Ogni cri cri nasconde un cuore di nocciola tostata, ricoperto di cioccolato fondente e rivestito di minuscole sfere di zucchero bianco, conosciute come mompariglia.

Lucia Cerrato

Il cri cri non è un semplice cioccolatino né una caramella. Questi dolci natalizi, tipici di Torino, sono delle praline rotonde di circa 2 cm di diametro, avvolte in carta colorata di rosso, giallo, verde, oro e argento. Ogni cri cri nasconde un cuore di nocciola tostata, ricoperto di cioccolato fondente e rivestito di minuscole sfere di zucchero bianco, conosciute come mompariglia.

Nati nel Piemonte dell’Ottocento, i cri cri sono legati a una romantica leggenda. Si narra di Cristina, una giovane sarta torinese, e del suo fidanzato, un innamoratissimo studente che la chiamava affettuosamente “Cri”. Ogni volta che si incontravano, lui comprava queste praline da una pasticceria locale. La commessa, conoscendo il loro amore, chiedeva sempre “Cri?” al ragazzo, ricevendo come risposta un sorridente “Cri!”. Il proprietario della pasticceria, colpito dalla dolcezza della scena, decise di chiamare i suoi cioccolatini “cri cri” per celebrare l’amore semplice e spensierato dei due giovani.

Ancora oggi, i cri cri sono un simbolo della tradizione dolciaria piemontese, portando con sé la storia e il sapore di un'epoca passata.

La produzione

I mastri cioccolatieri torinesi, tra i primi in Europa a lavorare il cacao, sono considerati i pionieri dell’arte della pralineria. Una leggenda narra che la pralina nacque per errore, quando un garzone mascherò una mandorla mal caramellata coprendola con cioccolato fondente (di cui abbiamo parlato qui).

I cri-cri furono prodotti per la prima volta a Torre Pellice nel 1886 da un confettiere di Pinerolo. Da allora, la ricetta è rimasta pressoché invariata, tranne per il colore della mompariglia, che divenne bianca negli anni Settanta a seguito delle campagne contro l’uso dei coloranti.
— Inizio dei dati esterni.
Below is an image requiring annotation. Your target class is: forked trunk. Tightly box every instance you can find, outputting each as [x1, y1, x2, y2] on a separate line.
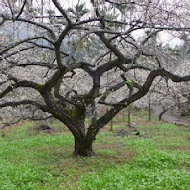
[73, 139, 95, 157]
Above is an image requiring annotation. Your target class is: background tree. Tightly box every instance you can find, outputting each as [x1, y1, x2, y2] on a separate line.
[1, 0, 190, 156]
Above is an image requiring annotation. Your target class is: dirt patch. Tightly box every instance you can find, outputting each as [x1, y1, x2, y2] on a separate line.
[136, 120, 163, 126]
[96, 143, 137, 163]
[115, 123, 143, 137]
[159, 145, 190, 151]
[1, 121, 27, 137]
[27, 124, 56, 135]
[97, 142, 125, 150]
[116, 129, 130, 137]
[101, 150, 137, 164]
[100, 124, 113, 132]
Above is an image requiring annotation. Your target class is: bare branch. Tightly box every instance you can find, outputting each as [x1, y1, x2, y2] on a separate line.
[0, 100, 49, 112]
[15, 0, 27, 19]
[0, 37, 54, 56]
[17, 18, 56, 39]
[52, 0, 71, 25]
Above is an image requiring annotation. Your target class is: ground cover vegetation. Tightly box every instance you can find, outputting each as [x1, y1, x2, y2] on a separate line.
[0, 109, 190, 189]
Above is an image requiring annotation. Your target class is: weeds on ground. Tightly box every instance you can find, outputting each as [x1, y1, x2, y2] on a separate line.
[0, 111, 189, 190]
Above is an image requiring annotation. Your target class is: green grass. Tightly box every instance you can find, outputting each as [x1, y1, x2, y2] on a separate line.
[79, 123, 190, 190]
[0, 110, 190, 190]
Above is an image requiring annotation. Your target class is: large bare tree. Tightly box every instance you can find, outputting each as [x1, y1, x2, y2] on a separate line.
[0, 0, 190, 156]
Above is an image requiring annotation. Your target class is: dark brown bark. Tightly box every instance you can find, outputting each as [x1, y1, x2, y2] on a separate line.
[73, 138, 95, 157]
[127, 105, 131, 126]
[110, 118, 113, 131]
[159, 107, 168, 121]
[148, 97, 151, 121]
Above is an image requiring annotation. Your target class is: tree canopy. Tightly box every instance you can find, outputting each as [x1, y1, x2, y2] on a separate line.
[0, 0, 190, 156]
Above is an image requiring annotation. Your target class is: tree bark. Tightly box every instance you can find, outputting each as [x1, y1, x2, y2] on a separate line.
[73, 138, 95, 157]
[110, 118, 113, 131]
[127, 105, 131, 126]
[148, 93, 151, 121]
[159, 107, 168, 121]
[148, 101, 151, 121]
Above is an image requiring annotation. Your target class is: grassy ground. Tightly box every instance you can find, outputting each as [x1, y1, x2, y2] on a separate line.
[0, 110, 190, 190]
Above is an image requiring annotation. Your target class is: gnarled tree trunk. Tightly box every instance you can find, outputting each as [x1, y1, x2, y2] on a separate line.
[159, 107, 168, 121]
[73, 138, 95, 157]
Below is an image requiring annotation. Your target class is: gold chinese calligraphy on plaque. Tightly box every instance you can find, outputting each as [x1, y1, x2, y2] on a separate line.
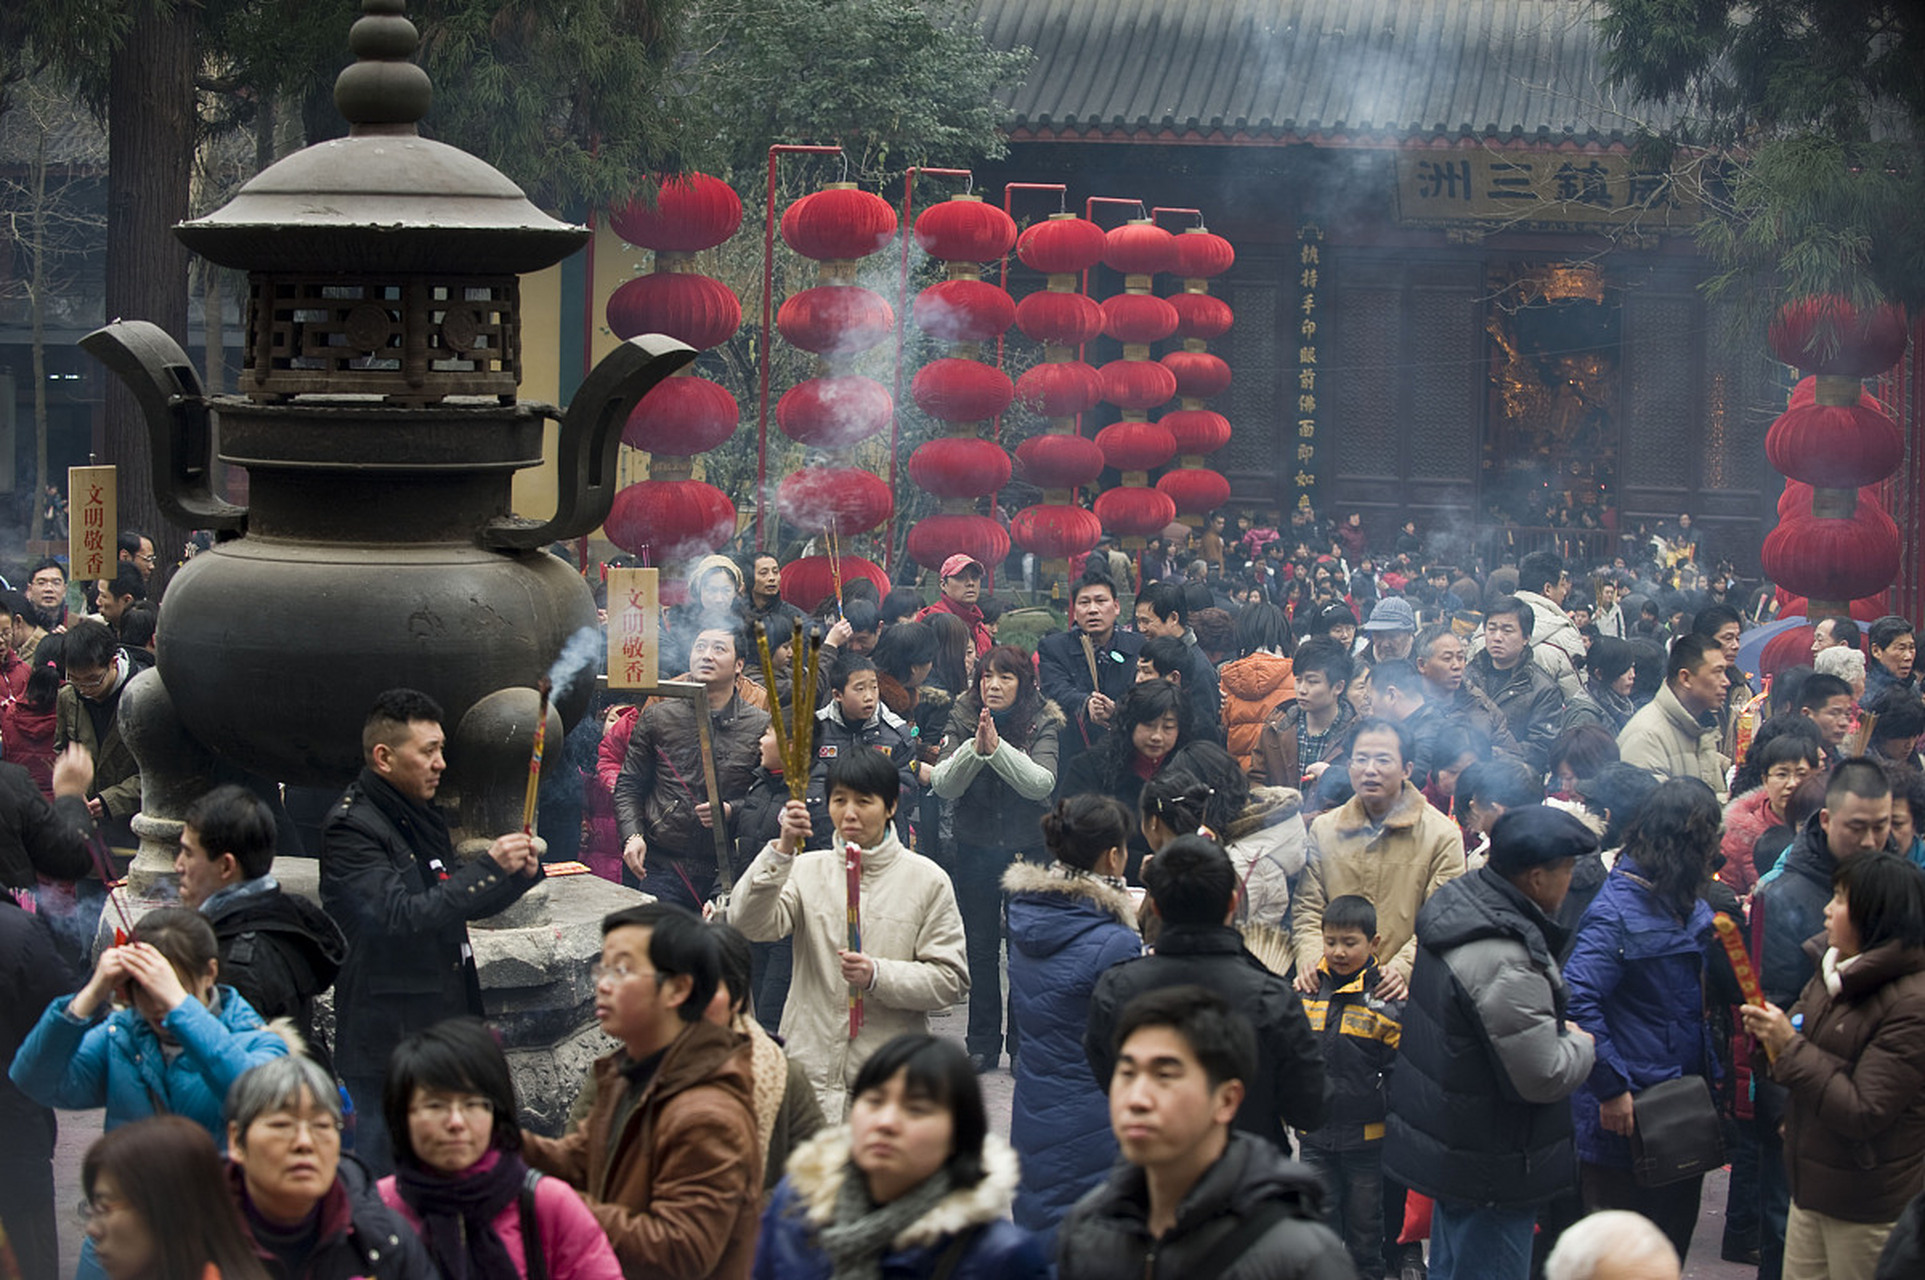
[1293, 226, 1323, 511]
[68, 465, 117, 582]
[606, 567, 660, 689]
[1393, 153, 1701, 228]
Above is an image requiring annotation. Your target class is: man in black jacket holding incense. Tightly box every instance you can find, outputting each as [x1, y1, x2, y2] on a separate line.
[321, 688, 541, 1175]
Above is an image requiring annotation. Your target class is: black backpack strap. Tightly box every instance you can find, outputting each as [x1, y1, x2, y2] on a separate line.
[520, 1168, 548, 1280]
[929, 1224, 984, 1280]
[1189, 1200, 1296, 1278]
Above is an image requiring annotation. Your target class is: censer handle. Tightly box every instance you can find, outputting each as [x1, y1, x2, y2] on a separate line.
[79, 321, 248, 532]
[483, 334, 694, 550]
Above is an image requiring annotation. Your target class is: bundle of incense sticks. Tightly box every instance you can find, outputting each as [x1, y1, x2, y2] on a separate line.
[755, 620, 821, 803]
[1079, 633, 1101, 688]
[521, 678, 551, 835]
[846, 841, 864, 1039]
[826, 521, 844, 619]
[1844, 710, 1879, 761]
[1712, 915, 1777, 1063]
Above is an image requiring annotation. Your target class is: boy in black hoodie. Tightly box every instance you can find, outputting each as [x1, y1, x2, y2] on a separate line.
[1297, 893, 1404, 1278]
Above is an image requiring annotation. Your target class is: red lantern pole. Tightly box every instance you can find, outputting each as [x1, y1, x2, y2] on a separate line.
[1149, 207, 1202, 226]
[890, 167, 974, 574]
[995, 183, 1069, 442]
[759, 145, 843, 551]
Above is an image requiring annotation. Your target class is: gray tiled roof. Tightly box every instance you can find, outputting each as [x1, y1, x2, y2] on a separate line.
[970, 0, 1675, 144]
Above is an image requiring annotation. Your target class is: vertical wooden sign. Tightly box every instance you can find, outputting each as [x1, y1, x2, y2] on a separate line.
[606, 567, 659, 689]
[69, 465, 117, 582]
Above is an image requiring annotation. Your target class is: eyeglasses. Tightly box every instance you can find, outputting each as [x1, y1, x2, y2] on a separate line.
[75, 1195, 127, 1225]
[68, 667, 113, 692]
[409, 1096, 495, 1121]
[590, 961, 658, 986]
[29, 576, 64, 589]
[136, 554, 158, 567]
[254, 1114, 345, 1141]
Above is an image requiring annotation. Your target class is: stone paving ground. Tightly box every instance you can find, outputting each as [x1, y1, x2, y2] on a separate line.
[50, 993, 1757, 1280]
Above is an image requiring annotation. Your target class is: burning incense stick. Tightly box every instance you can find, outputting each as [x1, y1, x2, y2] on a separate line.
[827, 521, 844, 619]
[1079, 633, 1101, 689]
[521, 678, 551, 835]
[789, 620, 807, 784]
[1713, 914, 1777, 1063]
[846, 841, 864, 1038]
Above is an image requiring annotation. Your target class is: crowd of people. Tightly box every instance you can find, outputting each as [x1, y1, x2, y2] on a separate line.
[4, 511, 1925, 1280]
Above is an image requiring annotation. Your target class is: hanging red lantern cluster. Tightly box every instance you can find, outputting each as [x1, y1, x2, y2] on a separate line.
[1095, 219, 1180, 547]
[604, 174, 744, 567]
[1008, 213, 1110, 568]
[1756, 303, 1913, 677]
[905, 195, 1018, 578]
[774, 182, 899, 572]
[1157, 226, 1236, 521]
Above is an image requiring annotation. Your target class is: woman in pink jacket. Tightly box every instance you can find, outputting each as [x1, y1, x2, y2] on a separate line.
[378, 1019, 621, 1280]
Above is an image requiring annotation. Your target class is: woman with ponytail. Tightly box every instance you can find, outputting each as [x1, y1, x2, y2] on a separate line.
[1002, 795, 1140, 1250]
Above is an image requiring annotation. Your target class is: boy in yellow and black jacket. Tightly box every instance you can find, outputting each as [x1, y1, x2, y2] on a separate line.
[1297, 893, 1404, 1279]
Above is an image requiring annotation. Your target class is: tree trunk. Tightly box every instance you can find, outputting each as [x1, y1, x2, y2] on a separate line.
[104, 0, 198, 559]
[29, 122, 49, 547]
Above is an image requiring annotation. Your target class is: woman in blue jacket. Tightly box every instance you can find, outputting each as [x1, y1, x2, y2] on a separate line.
[10, 906, 289, 1278]
[1563, 779, 1724, 1266]
[1002, 794, 1141, 1248]
[755, 1034, 1048, 1280]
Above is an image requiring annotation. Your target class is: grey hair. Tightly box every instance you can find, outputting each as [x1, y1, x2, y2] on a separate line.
[1815, 645, 1867, 685]
[225, 1056, 342, 1136]
[1544, 1211, 1679, 1280]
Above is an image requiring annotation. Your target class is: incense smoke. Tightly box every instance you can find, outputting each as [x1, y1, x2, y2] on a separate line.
[547, 626, 604, 700]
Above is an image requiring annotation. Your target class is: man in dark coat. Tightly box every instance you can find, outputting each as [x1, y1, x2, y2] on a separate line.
[1465, 597, 1566, 773]
[0, 896, 81, 1280]
[1038, 568, 1142, 778]
[1059, 985, 1351, 1280]
[1086, 836, 1329, 1145]
[1384, 806, 1598, 1280]
[614, 622, 769, 912]
[177, 784, 346, 1069]
[1748, 758, 1893, 1275]
[320, 687, 541, 1175]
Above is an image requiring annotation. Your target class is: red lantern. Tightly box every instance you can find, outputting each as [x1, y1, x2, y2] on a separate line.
[1172, 229, 1235, 279]
[907, 514, 1010, 572]
[1098, 359, 1178, 411]
[606, 272, 741, 350]
[911, 358, 1015, 422]
[607, 173, 743, 253]
[1758, 627, 1817, 680]
[1767, 297, 1909, 377]
[1015, 291, 1103, 346]
[1011, 504, 1102, 559]
[1157, 467, 1232, 514]
[777, 286, 896, 355]
[1159, 408, 1232, 456]
[1103, 220, 1176, 276]
[1100, 293, 1179, 344]
[913, 280, 1017, 344]
[1093, 486, 1177, 538]
[1096, 420, 1178, 471]
[1017, 215, 1107, 274]
[1015, 433, 1106, 487]
[913, 196, 1017, 262]
[776, 466, 895, 534]
[1168, 293, 1234, 341]
[1014, 362, 1104, 418]
[780, 555, 890, 612]
[606, 480, 736, 559]
[1761, 508, 1901, 602]
[776, 376, 894, 448]
[781, 185, 899, 261]
[908, 436, 1014, 499]
[1765, 403, 1903, 488]
[1161, 349, 1232, 399]
[623, 376, 738, 454]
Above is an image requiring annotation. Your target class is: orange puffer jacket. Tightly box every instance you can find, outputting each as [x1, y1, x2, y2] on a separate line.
[1218, 652, 1296, 773]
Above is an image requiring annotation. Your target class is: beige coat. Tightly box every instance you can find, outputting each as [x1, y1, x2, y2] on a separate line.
[1617, 682, 1730, 801]
[1292, 781, 1466, 981]
[727, 830, 968, 1121]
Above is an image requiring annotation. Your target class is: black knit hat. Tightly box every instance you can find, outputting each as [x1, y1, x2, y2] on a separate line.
[1488, 805, 1601, 875]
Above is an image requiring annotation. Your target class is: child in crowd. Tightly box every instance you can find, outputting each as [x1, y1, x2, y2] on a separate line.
[1296, 894, 1403, 1279]
[807, 655, 918, 846]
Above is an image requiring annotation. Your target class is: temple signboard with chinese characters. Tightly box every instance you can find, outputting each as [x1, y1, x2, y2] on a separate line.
[1393, 152, 1702, 230]
[1293, 224, 1324, 512]
[605, 567, 660, 690]
[68, 465, 117, 582]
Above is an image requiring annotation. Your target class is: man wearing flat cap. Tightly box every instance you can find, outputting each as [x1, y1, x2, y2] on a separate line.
[1385, 805, 1599, 1280]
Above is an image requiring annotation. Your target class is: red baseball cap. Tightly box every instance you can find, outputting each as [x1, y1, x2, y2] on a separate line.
[939, 554, 985, 579]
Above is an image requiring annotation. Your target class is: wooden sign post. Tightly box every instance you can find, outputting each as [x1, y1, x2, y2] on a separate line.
[606, 567, 659, 690]
[69, 465, 117, 583]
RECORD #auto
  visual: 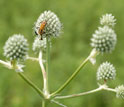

Recentemente, la produzione dei cri-cri aveva subito una battuta d'arresto, ma i cioccolatieri locali hanno ripreso questa tradizione storica, riportando in auge queste praline iconiche.

Il territorio

Durante la Belle Époque, il Piemonte prosperava economicamente grazie a settori come cinema, moda, teatro, letteratura e la nascente industria automobilistica della Fiat. Questo benessere contribuì allo sviluppo dell’arte dolciaria, particolarmente nelle zone di Pinerolo e Torre Pellice, da cui proveniva il garzone che inventò i cioccolatini Cri Cri.

Guido Gozzano descriveva le ragazze che, tra aromi e dolci, tornavano "golose" e infantili, immerse in un'atmosfera di guanti, salotti e stile liberty. I cioccolatieri piemontesi, arricchiti e prestigiosi, esportavano i loro prodotti in Francia, Germania e persino in Svizzera, accumulando ricchezze che facevano invidia a Carlo Felice di Savoia.

Fu proprio Carlo Felice a coniare l’espressione “Non voglio fare la figura del cioccolataio”, dopo che un pasticcere si presentò con una carrozza più lussuosa della sua.

Ancora oggi, il Cri Cri porta il sorriso ai piemontesi, molto più del più serioso gianduiotto (di cui abbiamo parlato qui).